Walking around Capitol Hill recently, doing a little window shopping at some of the quaint shops (some older, some newer), I found myself pausing more in front of the few small bookstores sprinkled within a five-block radius. There’s just something about tomes lined up or stacked or grouped together in any attractive fashion; it stirs a warm happiness inside.
The bookstore scene was fading but is experiencing a resurgence of sorts (Solid State Books on H Street is an example). With that in mind, I perused the web in search of unique bookshelves reaching beyond the vertical wooden rectangle with horizontal shelves of equal length. Viewing such creativity with some of the pieces, it was clear many of the creators were booklovers. I found so many bookshelves with a flair for way beyond the ordinary. But here are a few from Architecture Art Designs (architectureartdesigns.com) that stood out to me:
Now, what could be more appropriate? I think it would be fun to read all the books and not put them back, just to fill the letters up again with new reads or rereads. Something about how the curves of the letters ‘R’ and ‘D’ hold the books, sparks the ‘sciencey’ part of my brain with a tiny marvel over the law of physics at work. I’d start my reading journey in the middle, with the books filling the ‘A’ and then end it with those filling the ‘R’ (because of its combination of curves and angles holding the books).

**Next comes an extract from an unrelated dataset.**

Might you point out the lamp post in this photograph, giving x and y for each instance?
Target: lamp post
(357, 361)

The randomness of this design draws my attention and appeals to my wild-side. I would have fun with the cubbies, using them for arbitrary book sorting such as similar cover colors or common title words. I could go with nothing but works in the humor genre to fill the wacky arrangement of shelving. Or perhaps, because of the quirky and ‘wild’ design, I’d fill the shelves with unusual works, controversial works upsetting the status quo throughout the ages.
This dark, quiet space screams, ‘Grab a tome and escape.’ The setting evokes a bit of the creepy, so maybe nothing but works in the horror genre should line the shelves. I’d change the seating to something more comfy-cozy and turn the chair to face the volumes, but otherwise, a cup of tea in this space, and I’m set. For hours. Do Not Disturb understood.
Books from paper, paper from trees: it all makes sense with this design. This bookshelf looks like a tree right out of one of Tim Burton’s movies. I think this design necessitates numerous similar bookshelves along the walls within one room, to create a ‘forest’ of volumes so to speak. If only one tree, I’d organize by sorting the books on the branches by genre. If my library was the forest version, each tree would feature a single genre.
For booklovers, this shelf speaks a truth: it all ‘circles’ back to a love of the written word. Circles are said to have no beginning and no end. For booklovers, there is no end to the desire to turn the page, lose oneself in the world of fiction or absorb worlds of information from non-fiction, to get to ‘The End’ and start over again by reaching for a new read. In a wide opened space, a well-placed foot and a bit of balance would make this a 'traveling' bookshelf, giving 'reading-on-the-go' a whole new meaning.